Erken ve Geç Bizans devirlerinde ise bunlara ilaveten kilise ve
şapeller de inşa edilmiştir.
Frig Vadisi'nin ikinci bölümü ise Kütahya'ya 55 km. uzaklıkta bulunan
Ovacık Köyü'nün İnlice Mahallesi'nin doğusunda başlayan çam ormanları
arasındadır.
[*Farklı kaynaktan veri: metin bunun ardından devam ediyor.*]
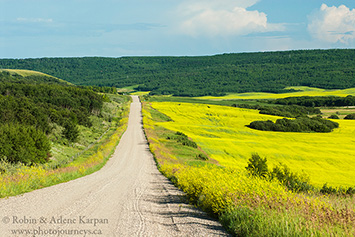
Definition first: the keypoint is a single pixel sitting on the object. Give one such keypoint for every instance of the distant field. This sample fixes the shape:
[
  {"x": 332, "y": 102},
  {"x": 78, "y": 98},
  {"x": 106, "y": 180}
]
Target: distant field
[
  {"x": 26, "y": 73},
  {"x": 221, "y": 132},
  {"x": 303, "y": 91}
]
Bölgenin bilinen tarihi M.Ö. 900-600 yıllarında Frigler,
daha sonra Romalılar ve Bizanslılar tarafından kullanıldığı şeklindedir.
Frig Vadisi'nde kayalara elle oyulmuş kaya mezarlar, kiliseler ve
sığınma-barınma amacıyla kullanılmış yüzlerce mağara bulunmaktadır.
c-Aizanoi Antik Kenti
Aizanoi antik kenti, Kütahya'ya 57 km. uzaklıktaki Çavdarhisar İlçesindedir.
Efes ile çağdaş olan kent Penkalas ırmağının iki yakasına kurulmuştur.
Kentin ismi Su Perisi Erato ile efsanevi kral Arkas'ın birleşmesinden
ortaya çıkan Azan isimli mitoloji kahramanından kaynaklanmaktadır.
Aizanoi antik kenti Frigya'ya bağlı yaşayan Aizanitislerin ana yerleşmeleriydi.
Kent alanı M.Ö.3000 yıllarından
itibaren yerleşmeye sahne olmuştur.
Helenistik dönemde Bergama
Krallığı ile Bitinya arasında el değiştirmiştir.
M.Ö. 133'de Roma egemenliğine
girmiştir.
Erken Bizans döneminde
Piskoposluk merkezi olan Aizanoi 7.yy.da önemini yitirmiştir.
Ortaçağ'da (13.yy) Çavdar
Tatarları'nın üssü olan kent daha sonraları Çavdarhisar ismini almıştır.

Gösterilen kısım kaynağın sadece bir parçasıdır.